Elizabeth O. V. Ferris

Personal information
- Born: c. 1986

Playing information
Representative
| Years | Team | Pld | T | G | FG | P |
| 2013–15 | Scotland | 11 |  |  |  |  |
- Source:

= Elizabeth Ferris (wheelchair rugby) =

Scottish wheelchair rugby player

Elizabeth O. V. Ferris BEM (born c. 1986) is a former Scotland Wheelchair Rugby League international and medical doctor. She is the founder of Dundee Dragons Wheelchair Sports Club SCIO in Dundee, Scotland.

==Background==
Ferris was born in Northern Ireland She attended Rainey Endowed School, Magherafelt and after leaving in 2003 went on to study medicine at the University of Dundee. A spinal cord injury during her studies rendered her paralyzed from the waist down.

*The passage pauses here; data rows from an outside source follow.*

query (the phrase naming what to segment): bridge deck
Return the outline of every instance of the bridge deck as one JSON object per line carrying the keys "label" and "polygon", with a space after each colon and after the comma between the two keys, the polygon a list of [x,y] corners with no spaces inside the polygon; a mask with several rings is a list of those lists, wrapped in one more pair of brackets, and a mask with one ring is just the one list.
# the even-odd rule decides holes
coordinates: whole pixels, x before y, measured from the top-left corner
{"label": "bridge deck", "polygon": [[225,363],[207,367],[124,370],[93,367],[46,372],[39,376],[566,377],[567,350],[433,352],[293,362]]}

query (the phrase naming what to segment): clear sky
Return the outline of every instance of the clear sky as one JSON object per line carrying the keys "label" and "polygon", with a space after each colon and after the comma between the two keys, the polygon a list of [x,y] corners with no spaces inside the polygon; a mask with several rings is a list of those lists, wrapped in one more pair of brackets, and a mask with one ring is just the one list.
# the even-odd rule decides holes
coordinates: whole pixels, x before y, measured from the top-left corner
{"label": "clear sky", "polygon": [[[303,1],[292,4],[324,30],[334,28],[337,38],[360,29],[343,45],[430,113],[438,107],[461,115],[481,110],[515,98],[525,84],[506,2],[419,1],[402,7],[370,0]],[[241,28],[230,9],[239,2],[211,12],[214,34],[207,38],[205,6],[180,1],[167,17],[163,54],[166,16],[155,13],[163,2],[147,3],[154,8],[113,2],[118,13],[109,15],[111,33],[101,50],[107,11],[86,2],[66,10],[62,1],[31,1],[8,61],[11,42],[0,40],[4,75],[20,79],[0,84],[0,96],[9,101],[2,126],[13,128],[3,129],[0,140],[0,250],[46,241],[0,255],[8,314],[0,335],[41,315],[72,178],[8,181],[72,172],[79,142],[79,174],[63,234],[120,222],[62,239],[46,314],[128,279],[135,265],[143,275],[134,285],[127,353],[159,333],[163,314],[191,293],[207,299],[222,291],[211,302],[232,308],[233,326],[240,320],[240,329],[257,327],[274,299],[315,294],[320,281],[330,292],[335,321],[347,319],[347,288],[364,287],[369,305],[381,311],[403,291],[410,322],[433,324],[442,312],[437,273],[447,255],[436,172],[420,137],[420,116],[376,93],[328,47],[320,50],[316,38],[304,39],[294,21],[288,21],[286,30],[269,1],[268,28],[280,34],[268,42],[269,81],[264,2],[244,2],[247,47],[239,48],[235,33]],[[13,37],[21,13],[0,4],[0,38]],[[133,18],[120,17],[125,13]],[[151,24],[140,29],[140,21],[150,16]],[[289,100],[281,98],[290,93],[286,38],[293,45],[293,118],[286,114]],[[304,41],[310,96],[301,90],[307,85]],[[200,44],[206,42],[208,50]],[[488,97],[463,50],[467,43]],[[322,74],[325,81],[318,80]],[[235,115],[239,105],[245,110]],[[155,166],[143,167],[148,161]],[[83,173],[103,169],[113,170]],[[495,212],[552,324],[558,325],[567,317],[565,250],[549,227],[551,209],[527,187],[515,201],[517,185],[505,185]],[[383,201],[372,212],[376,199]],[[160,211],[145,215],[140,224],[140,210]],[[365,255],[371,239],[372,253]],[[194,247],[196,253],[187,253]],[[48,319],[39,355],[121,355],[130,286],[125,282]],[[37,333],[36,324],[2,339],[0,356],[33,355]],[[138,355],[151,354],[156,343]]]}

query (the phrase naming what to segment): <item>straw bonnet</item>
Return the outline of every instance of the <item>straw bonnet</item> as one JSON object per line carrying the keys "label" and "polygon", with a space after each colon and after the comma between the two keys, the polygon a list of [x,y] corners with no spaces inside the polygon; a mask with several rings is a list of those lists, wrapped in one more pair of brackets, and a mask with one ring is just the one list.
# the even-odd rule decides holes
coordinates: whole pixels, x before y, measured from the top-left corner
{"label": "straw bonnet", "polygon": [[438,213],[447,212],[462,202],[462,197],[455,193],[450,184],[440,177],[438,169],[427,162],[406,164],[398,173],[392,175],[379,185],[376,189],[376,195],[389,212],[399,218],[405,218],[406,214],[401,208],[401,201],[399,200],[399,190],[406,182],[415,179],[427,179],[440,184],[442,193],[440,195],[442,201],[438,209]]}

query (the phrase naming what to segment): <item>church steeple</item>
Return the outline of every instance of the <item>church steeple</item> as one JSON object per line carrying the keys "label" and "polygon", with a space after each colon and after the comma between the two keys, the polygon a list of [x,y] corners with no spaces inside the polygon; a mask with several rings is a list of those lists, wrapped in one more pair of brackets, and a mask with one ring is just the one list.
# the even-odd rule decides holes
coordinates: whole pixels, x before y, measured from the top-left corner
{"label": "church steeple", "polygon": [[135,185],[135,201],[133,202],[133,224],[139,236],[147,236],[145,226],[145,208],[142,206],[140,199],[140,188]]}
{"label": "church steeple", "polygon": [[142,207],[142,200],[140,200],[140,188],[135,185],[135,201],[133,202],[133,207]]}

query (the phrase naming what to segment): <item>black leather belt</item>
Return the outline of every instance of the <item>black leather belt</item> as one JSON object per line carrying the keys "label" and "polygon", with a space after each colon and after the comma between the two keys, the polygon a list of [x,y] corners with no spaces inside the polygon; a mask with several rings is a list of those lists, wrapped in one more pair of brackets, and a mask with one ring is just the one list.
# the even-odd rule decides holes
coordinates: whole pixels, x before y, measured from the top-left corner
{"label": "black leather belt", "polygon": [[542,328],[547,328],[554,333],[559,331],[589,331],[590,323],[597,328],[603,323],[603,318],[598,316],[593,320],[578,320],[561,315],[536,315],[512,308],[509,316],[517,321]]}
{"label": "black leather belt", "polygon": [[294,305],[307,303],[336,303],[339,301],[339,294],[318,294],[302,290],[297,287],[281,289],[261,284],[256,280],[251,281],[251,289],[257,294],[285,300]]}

She was the first full-time wheelchair user to graduate from the University of Dundee School of Medicine

==Rugby League career==
During rehabilitation after her spinal injury Ferris was introduced to the sport of wheelchair rugby league She was selected to represent Scotland at the 2013 Wheelchair Rugby League World Cup and has served as both Manager and Chair of Scotland Wheelchair Rugby League

She founded the Dundee Dragons Wheelchair Sports Club in 2013 as there were no facilities in Tayside for team based wheelchair sport.

==Honours==
- Recipient of the Dundee City Disability Sport Jenny Wood-Allen Award in 2014
- Appointed Ambassador for Spinal Injuries Scotland
- Honorary Fellowship from Abertay University, Dundee in 2017
- Awarded the University of Dundee's Wimberley Award upon graduating from her medical degree.
- In 2020 Ferris was awarded the British Empire Medal in the 2020 Queen's Birthday Honours for services to Disability Sport in Scotland.
- In 2021 Ferris was named as one of Britain's 100 Most Influential Disabled People with her inclusion in the Shaw Trust Disability Power 100 List.